Ruth Reichl - My Kitchen Year
(Photo by Evan Sung) (The original image is no longer available, please contact KCRW if you need access to the original image.)

In the year after publishing company Condé Nast decided to shutter Gourmet Magazine, the James Beard Award-winning food writer, critic and then editor-in-chief, Ruth Reichl, suddenly found herself in the wake of uncertainty. She recalls, “Compared to those of many others, my problems were small. I was in good health. I was not about to starve. But I was sixty-one years old, and I wasn’t sure I’d ever get another job. I had no idea what to do with the rest of my life…”

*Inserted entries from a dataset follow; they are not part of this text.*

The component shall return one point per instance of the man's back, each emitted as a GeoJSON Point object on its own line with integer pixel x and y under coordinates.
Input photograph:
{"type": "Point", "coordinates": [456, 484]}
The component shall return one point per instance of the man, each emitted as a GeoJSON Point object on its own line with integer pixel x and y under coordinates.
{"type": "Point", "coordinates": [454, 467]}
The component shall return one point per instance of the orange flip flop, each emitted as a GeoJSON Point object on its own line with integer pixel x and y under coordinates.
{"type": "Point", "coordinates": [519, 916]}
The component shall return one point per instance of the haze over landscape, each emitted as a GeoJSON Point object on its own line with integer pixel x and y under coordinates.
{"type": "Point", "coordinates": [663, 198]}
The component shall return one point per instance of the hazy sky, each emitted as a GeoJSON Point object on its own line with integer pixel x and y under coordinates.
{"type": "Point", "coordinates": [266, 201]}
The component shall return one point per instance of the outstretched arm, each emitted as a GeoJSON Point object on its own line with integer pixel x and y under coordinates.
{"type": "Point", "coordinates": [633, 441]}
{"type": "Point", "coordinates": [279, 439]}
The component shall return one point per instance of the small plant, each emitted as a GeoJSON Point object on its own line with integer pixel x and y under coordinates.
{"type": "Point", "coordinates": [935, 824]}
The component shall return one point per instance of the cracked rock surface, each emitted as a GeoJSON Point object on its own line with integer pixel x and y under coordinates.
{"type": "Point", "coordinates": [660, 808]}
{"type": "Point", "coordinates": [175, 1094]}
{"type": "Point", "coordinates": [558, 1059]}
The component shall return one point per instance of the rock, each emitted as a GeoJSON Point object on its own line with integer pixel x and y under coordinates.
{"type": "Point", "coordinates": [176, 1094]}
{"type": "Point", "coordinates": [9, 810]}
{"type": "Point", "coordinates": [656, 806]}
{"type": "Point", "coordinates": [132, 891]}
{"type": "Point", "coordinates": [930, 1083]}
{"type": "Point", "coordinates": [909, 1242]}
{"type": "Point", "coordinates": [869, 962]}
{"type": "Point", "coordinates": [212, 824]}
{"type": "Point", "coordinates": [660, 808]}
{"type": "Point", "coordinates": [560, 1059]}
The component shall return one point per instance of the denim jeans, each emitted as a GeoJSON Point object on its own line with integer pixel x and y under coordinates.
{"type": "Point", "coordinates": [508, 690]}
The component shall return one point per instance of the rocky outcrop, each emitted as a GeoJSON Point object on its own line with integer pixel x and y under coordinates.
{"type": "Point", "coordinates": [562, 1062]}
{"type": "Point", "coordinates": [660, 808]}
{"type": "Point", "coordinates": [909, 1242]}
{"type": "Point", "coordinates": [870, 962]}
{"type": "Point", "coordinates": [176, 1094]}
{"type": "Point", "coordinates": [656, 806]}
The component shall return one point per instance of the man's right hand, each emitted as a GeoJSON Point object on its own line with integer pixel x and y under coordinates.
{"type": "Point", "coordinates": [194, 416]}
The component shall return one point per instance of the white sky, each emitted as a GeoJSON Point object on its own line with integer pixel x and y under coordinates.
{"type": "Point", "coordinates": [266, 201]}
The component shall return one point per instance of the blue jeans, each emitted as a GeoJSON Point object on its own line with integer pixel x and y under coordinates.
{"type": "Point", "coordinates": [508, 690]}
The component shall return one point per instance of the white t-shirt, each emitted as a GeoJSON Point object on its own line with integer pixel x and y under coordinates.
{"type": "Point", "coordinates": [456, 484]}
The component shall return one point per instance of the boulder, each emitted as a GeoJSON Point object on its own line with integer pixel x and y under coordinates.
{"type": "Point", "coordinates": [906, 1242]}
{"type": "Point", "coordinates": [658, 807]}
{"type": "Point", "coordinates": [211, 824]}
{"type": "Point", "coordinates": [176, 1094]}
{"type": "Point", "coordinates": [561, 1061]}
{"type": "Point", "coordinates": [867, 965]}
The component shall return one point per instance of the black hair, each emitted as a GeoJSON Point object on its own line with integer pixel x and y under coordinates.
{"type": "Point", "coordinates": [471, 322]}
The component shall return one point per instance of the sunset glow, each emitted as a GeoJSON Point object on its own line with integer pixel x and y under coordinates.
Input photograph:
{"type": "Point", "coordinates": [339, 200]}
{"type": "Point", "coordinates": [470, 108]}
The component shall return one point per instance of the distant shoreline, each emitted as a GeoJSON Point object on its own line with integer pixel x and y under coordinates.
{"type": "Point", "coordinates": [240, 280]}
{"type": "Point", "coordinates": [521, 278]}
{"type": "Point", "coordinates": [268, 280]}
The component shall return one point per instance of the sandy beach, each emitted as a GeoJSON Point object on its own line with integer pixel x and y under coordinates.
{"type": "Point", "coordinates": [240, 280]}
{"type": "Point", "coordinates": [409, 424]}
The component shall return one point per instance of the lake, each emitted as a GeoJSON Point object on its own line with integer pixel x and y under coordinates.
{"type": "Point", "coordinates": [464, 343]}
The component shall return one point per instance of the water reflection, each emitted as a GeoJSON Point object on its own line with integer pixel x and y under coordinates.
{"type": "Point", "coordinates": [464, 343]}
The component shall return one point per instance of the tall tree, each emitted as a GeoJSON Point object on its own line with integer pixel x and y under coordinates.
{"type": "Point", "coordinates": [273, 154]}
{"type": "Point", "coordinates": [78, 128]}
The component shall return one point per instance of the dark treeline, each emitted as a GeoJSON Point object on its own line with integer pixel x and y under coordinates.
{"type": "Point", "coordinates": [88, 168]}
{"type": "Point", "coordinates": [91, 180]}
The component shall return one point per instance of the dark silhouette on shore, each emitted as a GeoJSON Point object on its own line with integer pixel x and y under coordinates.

And so, Ruth took solace in the one place that has always given her the most comfort, and she disappeared into the kitchen. The very physical and meditative act of cooking, together with the 136 comforting recipes you’ll find in My Kitchen Year are the ones she credits as having saved her life back in 2009.

One of the lifelong recipes she includes in her book is one for Pork and Tomatillo Stew. While in her twenties as an aspiring writer cooking for a Berkeley commune, she first discovered tomatillos and cilantro. By combining these “strange green orbs” with orange juice, dark beer and lots of garlic, she came up with a stew that turned out to be a big hit with their customers and still remains a standard in her repertoire today.

“My kitchen year started in a time of trouble, but it taught me a great deal. When I went back to cooking I rediscovered simple pleasures, and as I began to appreciate the world around me, I learned that the secret to life is finding joy in ordinary things.”